Methods: In 746 participants from the Alzheimer's Disease Neuroimaging Initiative-1 (ADNI1) cohort, serum markers of 5-HT, tryptophan, and Kyn were measured and their relationships investigated with immunologic markers, affect and functional outcomes, CSF markers of beta-amyloid (Aβ) and tau, and regional gray matter.

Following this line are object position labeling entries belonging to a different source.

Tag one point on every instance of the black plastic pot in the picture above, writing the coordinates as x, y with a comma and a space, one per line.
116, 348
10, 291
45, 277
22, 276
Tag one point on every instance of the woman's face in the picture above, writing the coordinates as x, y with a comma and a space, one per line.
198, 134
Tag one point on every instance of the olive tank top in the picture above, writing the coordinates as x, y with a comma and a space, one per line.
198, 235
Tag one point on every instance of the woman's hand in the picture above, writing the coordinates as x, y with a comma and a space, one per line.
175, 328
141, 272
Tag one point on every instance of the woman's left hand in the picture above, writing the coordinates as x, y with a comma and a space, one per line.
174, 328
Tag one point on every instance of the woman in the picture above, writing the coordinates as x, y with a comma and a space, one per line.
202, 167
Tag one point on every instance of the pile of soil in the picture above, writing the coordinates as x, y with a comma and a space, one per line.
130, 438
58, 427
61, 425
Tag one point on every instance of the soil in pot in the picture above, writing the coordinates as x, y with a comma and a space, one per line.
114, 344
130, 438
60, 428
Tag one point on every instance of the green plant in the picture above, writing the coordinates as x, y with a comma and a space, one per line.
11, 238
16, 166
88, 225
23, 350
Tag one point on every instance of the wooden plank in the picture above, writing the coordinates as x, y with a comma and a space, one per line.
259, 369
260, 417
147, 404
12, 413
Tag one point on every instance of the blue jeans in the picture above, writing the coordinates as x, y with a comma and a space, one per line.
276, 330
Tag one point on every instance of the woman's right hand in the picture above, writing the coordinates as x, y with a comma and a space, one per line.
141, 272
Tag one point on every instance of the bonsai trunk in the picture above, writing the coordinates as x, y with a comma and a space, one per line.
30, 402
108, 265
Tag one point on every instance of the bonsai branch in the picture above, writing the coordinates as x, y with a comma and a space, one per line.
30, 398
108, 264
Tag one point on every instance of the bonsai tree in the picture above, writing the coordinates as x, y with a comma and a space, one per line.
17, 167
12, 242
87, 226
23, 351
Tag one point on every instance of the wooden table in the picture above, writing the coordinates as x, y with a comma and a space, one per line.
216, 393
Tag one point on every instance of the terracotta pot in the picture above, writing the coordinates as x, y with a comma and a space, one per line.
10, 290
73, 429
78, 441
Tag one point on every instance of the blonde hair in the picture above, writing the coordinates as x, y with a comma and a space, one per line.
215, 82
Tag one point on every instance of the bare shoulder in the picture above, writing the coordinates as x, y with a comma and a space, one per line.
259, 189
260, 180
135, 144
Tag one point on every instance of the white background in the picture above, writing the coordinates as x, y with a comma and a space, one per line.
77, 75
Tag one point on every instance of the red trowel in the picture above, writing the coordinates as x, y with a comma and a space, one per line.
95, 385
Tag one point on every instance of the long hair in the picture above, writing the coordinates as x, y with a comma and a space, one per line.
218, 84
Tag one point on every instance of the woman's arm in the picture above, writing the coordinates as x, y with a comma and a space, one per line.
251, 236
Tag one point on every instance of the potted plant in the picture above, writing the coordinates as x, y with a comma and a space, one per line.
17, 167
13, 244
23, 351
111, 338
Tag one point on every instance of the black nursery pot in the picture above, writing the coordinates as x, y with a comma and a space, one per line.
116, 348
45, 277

Results: A higher Kyn/Tryptophan ratio was linked to many inflammatory markers, as well as lower functional independence and memory scores. A higher Kyn/5-HT ratio showed similar associations, but also strong relationships with depressive affect and neuropsychiatric disturbance, executive dysfunction, and global cognitive decline. Further, gray matter atrophy was seen in hippocampus, anterior cingulate, and prefrontal cortices, as well as greater amyloid and total tau deposition. Finally, using moderated-mediation, several pro-inflammatory factors partially mediated Kyn/5-HT and depressive affect scores in participants with subclinical Aβ (i.e., Aβ-), whereas such associations were fully mediated by Complement 3 in Aβ+ participants.
Conclusions: These findings suggest that neuroinflammatory signaling cascades may occur during AD, resulting in increased Kyn metabolism that influences the pathogenesis of depressive symptoms. Aβ and the complement system may be critical contributing factors in this process.